Ok, so around 1:15 you only inspected the available files but you actually haven’t selected your file - just click on the name.

I will disable the “get answer” button when no file is loaded.

1 Like

Hi, thanks for your help. I was able to make it work.

You are moving very fast, so I’m trying to catch you. I saw your updated README.md but can’t see any reference to REDIS_URL.

image

Also, don’t you need a password for it?

1 Like

Redis url can contain all the important parameters about the db connection (host,port,password,tls/ssl,db-id). But Redis is not required to run the project. When STATS_MODE is not set to REDIS usage stats will be aggregated in a Dict object (not persistent). I’ll add the info about this to the readme.

Cool, it’s working !!

I have another question. For example, if I have a 1000 pages pdf. I think if I’m using an S3 bucket, when I open the app again, I need to re-load in memory the entire document, and I guess it’s downloading everything from S3 every time.
So, how big should the performance improvement be using something like embedding databases like Pinecone or Chroma?

1 Like

For a single document - not that big really. You can expect a saving of <3s on startup (S3 fetch + deserialization) and <1s on each query (assuming 4 fragments per page). The reason why I’m using S3 here is that it’s fast enough and dirt-cheap (250GB → $5/month).

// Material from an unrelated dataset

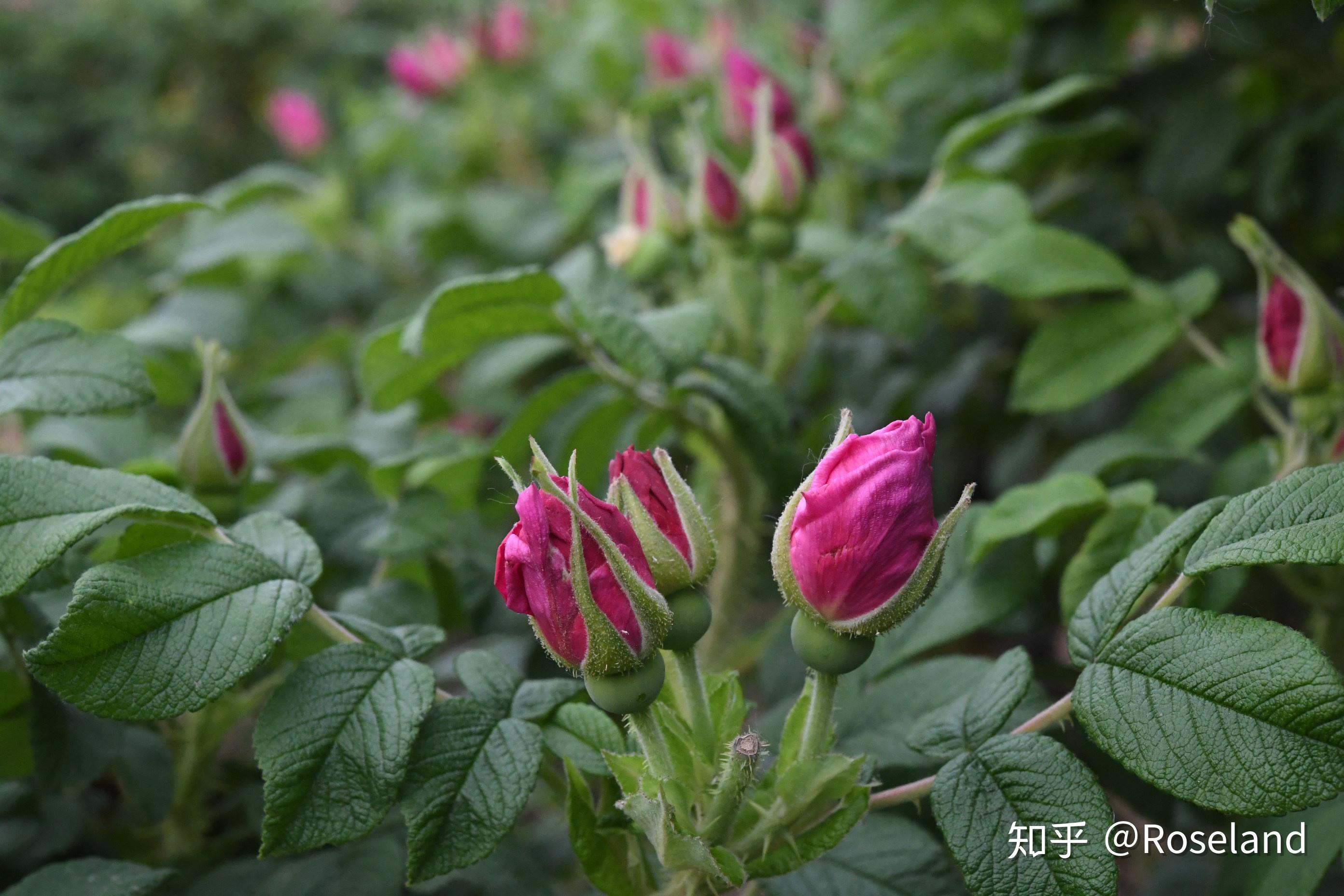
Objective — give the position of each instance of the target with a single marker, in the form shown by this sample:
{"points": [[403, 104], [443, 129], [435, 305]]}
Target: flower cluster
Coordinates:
{"points": [[436, 64]]}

Ask-My-PDF now uses gpt-3.5-turbo and allows the user to switch between models :slight_smile:
I’ve also added the option to provide feedback about the answer.

You can now try ask-my-pdf without an API key :slight_smile:
Every day, a pool of 1,000,000 community tokens is available to everyone.

2 Likes

What is feedback score and community token?

Feedback score - number of feedback actions (thumb up / down) performed by the user (if API key is provided) or by the community (the default “user”).

Community tokens - measure of a budget that is provided by me (on my OpenAI API key) for people without OpenAI API key, so they can test/use the app. Currently it’s the equivalent of 1,000,000 gtp-3.5-turbo tokens per day.

1 Like

I love this. I am wondering if it is possible to run this script and get responses from terminal without web browser? Could someone help me out?

looking to develop an app; a startup situtaion; seeking your participation; would you be interested?

Daniel

This is really nice. Thank you for sharing the code. What do you think of PDF with mixed data… for example text and tables? For example, if I enter in the CSV directly into my prompt I can query it, but tables / CSV in a PDF are not being detected. I think there needs to be a way to identify sparse and dense embeddings maybe.

Nice project!
A few questions:

  • is it possible to hide entirely the API key section and just use the secret one provided as a secret streamlit?
  • is it possible to hide the feedback part?
  • is it possible to hide the left panel?
  • how about implementi some OCR librarie for PDF?
    Thanks!

When running the app within streamlit, the community version tab does not show up, only the “Enter your OpenAI API key” does. Do you have to add the OPENAI_KEY set to your openai key within advanced settings? Is there something to edit with the COMMUNITY_USER?

This topic was automatically closed 365 days after the last reply. New replies are no longer allowed.